Ils se distinguent par des vertus qui les font rechercher.
Mais peut-on dire que ces vertus leur sont naturelles et qu'ils sont naturellement vertueux ? Peut-on être vertueux
naturellement ?
Pour répondre à cette question, qui d'ailleurs concerne moins le fond des choses que la manière dont nous en parlons,
nous consulterons l'usage, lequel fait loi en la matière.
Commençant par le mot vertu, nous nous demanderons s'il y a des
vertus naturelles.
D'après la réponse faite à cette question, il sera ensuite facile, semble-t-il, de dire si l'on peut être
vertueux naturellement.
I.
— Y A-T-IL DES VERTUS NATURELLES ?
Alain, convaincu que l'on ne saurait trop réfléchir sur le langage, revenait volontiers au mot « vertu » pour remonter à son
étymologie : «virtus », qui dérive de «vir » (l'homme, par opposition à la femme).
Mais il ne suffit pas d'être un homme « vir
», pour posséder ce que l'on appelle « virtus », la force morale, le courage.
D'autre part, les hommes « viri » n'en ont pas
l'exclusivité : il est des femmes qui, sur ce point, l'emportent sur le plus grand nombre d'entre eux et se montrent
remarquablement viriles, c'est-à-dire courageuses.

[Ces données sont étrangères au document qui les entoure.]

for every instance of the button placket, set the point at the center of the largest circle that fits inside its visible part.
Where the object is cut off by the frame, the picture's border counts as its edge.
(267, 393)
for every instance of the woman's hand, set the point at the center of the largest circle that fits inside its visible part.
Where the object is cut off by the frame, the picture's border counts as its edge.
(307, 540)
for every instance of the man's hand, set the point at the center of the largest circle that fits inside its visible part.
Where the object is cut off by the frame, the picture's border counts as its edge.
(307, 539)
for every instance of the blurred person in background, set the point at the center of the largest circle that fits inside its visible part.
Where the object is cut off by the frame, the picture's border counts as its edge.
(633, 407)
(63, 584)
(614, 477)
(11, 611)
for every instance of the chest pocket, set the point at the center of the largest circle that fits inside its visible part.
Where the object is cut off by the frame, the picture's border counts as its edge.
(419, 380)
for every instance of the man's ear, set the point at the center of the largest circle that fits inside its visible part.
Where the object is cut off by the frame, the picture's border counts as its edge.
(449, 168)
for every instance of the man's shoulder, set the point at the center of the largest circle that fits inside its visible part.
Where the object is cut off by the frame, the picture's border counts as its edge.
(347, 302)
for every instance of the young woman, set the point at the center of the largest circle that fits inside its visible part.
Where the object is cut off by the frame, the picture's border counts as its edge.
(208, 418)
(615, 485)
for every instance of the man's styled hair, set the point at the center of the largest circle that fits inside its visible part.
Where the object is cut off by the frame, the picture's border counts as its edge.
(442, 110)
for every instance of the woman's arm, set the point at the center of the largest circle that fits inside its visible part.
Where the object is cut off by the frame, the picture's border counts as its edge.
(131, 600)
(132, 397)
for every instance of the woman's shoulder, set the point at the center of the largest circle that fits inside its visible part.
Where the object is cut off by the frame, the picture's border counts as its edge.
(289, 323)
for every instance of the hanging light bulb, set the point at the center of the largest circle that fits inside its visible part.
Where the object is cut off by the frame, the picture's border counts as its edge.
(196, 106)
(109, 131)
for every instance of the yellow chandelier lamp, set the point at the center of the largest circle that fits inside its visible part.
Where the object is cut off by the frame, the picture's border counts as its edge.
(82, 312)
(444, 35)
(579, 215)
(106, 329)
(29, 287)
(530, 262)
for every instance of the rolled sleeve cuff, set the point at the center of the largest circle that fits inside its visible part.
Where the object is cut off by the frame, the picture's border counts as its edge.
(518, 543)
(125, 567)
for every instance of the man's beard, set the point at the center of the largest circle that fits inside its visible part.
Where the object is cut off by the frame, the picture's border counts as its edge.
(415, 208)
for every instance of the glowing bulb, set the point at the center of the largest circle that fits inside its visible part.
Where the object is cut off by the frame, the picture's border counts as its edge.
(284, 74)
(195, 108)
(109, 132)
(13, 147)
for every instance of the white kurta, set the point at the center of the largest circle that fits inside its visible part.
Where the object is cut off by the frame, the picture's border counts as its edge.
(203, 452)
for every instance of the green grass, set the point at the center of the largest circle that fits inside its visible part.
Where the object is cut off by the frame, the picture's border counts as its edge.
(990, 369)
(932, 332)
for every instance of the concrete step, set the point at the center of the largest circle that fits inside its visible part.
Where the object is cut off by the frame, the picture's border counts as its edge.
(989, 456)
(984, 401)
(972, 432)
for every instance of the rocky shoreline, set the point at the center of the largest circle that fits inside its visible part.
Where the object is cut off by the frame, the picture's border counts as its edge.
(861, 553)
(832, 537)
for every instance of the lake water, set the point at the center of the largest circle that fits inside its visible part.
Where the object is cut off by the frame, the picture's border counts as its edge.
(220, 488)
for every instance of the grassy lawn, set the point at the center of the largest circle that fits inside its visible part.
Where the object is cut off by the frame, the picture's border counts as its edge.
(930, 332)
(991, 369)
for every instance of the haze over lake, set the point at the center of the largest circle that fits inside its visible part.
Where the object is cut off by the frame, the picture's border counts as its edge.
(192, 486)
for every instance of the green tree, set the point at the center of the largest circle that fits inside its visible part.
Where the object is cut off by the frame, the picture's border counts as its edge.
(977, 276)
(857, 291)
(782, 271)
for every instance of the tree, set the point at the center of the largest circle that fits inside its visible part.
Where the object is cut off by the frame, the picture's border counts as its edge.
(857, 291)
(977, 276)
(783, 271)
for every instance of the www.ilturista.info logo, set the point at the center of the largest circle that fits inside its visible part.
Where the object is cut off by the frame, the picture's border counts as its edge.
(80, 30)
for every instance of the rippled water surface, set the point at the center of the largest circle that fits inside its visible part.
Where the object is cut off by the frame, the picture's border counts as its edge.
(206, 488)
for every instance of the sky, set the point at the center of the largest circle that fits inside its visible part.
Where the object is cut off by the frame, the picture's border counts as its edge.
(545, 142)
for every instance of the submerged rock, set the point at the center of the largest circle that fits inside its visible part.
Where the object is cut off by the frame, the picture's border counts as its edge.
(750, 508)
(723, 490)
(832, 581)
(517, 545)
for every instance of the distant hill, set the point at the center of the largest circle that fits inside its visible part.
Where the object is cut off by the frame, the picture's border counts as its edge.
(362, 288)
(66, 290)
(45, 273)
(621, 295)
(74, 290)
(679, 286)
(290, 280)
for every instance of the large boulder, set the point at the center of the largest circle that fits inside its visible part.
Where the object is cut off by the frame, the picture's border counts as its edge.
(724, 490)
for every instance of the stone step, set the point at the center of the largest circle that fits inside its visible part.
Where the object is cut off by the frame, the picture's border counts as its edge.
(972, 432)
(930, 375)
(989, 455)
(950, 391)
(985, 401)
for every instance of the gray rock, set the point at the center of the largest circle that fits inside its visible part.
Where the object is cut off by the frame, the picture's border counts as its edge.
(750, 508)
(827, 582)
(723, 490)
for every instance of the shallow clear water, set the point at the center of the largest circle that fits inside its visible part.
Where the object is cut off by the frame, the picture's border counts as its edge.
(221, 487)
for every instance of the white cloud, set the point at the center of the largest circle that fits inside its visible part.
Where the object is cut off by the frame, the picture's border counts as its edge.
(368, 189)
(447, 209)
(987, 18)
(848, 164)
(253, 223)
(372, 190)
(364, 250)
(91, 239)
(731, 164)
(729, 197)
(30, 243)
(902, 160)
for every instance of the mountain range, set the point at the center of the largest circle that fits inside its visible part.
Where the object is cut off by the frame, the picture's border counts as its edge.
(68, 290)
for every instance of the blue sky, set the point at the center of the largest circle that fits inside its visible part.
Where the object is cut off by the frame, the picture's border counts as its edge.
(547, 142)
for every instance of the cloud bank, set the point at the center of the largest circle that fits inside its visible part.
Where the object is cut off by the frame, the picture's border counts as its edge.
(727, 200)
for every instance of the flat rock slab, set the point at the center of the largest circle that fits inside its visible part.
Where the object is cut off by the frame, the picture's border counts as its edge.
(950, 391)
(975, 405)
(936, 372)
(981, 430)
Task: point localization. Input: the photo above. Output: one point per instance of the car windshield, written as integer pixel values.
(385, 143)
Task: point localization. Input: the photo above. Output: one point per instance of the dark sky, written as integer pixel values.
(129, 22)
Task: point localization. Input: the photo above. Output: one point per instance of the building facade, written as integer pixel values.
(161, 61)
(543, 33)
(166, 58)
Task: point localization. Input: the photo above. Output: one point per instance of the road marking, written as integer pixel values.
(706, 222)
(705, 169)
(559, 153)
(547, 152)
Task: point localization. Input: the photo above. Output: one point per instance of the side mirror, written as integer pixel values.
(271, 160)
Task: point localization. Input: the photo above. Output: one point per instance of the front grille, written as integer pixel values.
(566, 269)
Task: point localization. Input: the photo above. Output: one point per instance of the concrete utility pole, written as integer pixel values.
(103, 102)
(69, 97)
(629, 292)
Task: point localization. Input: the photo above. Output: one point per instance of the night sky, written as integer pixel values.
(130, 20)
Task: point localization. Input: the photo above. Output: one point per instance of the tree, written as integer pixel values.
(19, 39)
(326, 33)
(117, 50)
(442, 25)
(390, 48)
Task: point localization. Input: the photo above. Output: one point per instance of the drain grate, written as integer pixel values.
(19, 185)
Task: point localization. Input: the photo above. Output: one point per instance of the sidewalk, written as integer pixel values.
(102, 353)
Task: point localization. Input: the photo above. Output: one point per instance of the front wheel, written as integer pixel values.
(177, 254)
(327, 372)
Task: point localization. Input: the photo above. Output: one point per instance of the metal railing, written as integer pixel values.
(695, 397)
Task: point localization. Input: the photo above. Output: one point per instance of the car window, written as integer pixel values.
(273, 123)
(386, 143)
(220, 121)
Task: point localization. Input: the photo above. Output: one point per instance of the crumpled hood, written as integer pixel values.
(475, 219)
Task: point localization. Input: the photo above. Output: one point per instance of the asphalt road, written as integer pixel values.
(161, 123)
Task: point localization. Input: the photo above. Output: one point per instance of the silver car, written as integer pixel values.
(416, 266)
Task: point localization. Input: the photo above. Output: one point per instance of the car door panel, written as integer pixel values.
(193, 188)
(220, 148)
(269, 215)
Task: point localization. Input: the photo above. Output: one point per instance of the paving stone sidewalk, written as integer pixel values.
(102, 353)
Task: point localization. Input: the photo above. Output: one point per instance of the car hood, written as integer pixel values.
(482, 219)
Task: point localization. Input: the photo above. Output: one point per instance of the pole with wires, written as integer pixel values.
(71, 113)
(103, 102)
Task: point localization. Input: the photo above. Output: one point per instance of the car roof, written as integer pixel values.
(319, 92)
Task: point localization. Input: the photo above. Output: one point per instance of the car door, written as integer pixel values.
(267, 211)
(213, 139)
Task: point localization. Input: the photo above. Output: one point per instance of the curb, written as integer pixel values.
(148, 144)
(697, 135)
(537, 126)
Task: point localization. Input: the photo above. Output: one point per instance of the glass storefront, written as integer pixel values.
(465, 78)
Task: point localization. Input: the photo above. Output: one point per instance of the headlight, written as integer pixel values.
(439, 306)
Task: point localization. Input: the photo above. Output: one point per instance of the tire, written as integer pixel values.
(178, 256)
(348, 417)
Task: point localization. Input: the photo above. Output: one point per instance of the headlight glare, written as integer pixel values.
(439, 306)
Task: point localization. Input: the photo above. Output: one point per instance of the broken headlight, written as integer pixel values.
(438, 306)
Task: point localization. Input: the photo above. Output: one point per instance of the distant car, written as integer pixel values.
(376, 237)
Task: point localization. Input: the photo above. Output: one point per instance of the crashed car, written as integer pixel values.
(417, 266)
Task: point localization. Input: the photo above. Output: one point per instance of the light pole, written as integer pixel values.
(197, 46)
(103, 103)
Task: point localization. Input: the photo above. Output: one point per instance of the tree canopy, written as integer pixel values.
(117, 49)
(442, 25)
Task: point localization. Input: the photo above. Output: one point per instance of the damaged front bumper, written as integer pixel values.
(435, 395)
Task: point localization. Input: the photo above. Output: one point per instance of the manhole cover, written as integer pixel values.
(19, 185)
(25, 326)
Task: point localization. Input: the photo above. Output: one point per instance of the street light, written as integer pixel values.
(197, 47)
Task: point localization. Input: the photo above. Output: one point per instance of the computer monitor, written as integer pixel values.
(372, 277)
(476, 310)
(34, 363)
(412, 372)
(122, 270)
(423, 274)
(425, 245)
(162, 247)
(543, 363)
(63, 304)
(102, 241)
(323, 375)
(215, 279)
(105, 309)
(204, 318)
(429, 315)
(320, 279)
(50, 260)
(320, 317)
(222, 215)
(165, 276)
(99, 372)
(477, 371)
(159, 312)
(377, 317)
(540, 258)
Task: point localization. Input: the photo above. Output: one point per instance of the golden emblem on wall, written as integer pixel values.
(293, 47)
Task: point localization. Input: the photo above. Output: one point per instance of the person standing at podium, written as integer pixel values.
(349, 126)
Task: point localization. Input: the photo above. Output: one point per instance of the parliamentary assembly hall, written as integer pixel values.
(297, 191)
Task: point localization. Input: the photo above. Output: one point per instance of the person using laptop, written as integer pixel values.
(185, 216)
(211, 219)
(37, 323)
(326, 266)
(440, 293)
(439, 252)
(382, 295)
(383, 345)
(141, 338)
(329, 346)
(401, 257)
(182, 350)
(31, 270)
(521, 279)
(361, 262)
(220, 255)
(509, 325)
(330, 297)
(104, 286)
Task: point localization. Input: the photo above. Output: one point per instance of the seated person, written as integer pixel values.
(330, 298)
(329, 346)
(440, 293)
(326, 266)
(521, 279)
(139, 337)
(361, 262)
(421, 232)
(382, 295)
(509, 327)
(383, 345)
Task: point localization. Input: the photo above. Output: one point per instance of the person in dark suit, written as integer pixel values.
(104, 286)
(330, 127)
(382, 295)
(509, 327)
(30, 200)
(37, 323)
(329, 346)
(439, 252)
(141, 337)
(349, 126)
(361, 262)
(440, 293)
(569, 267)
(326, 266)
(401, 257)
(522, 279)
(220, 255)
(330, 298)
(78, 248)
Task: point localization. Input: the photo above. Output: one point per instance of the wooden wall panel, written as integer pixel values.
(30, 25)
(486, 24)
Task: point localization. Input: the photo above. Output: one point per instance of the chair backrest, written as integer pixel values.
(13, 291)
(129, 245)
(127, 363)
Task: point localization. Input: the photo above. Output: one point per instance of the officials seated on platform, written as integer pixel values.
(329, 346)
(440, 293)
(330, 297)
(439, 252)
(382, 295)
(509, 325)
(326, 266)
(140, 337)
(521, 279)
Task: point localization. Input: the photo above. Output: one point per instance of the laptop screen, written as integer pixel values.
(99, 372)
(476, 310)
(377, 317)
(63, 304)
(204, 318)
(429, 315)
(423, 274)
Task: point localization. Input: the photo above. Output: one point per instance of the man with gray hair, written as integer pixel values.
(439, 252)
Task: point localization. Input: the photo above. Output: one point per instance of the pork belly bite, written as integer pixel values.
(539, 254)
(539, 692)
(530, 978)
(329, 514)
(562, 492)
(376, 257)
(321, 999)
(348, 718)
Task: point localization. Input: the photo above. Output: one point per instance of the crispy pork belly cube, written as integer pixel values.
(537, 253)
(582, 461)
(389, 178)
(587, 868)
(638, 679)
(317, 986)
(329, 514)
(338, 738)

De cette observation nous pouvons conclure que, dans l'humanité, le
courage n'est pas nécessairement lié à la nature particulière du mâle : l'étymologie nous suggère seulement qu'il passe
pour plus commun dans le sexe masculin que dans le sexe féminin.
Mais qu'il s'agisse de l'homme ou de la femme, la question reste intacte : le courage et plus généralement la vertu sont-ils
naturels ?
Le théologien traite des vertus surnaturelles, dans lesquelles la grâce divine entre comme composante.
Mais le
psychologue, lui, se situe sur un autre plan, le plan de la nature, et pour lui, toutes les vertus sont, en ce sens, naturelles.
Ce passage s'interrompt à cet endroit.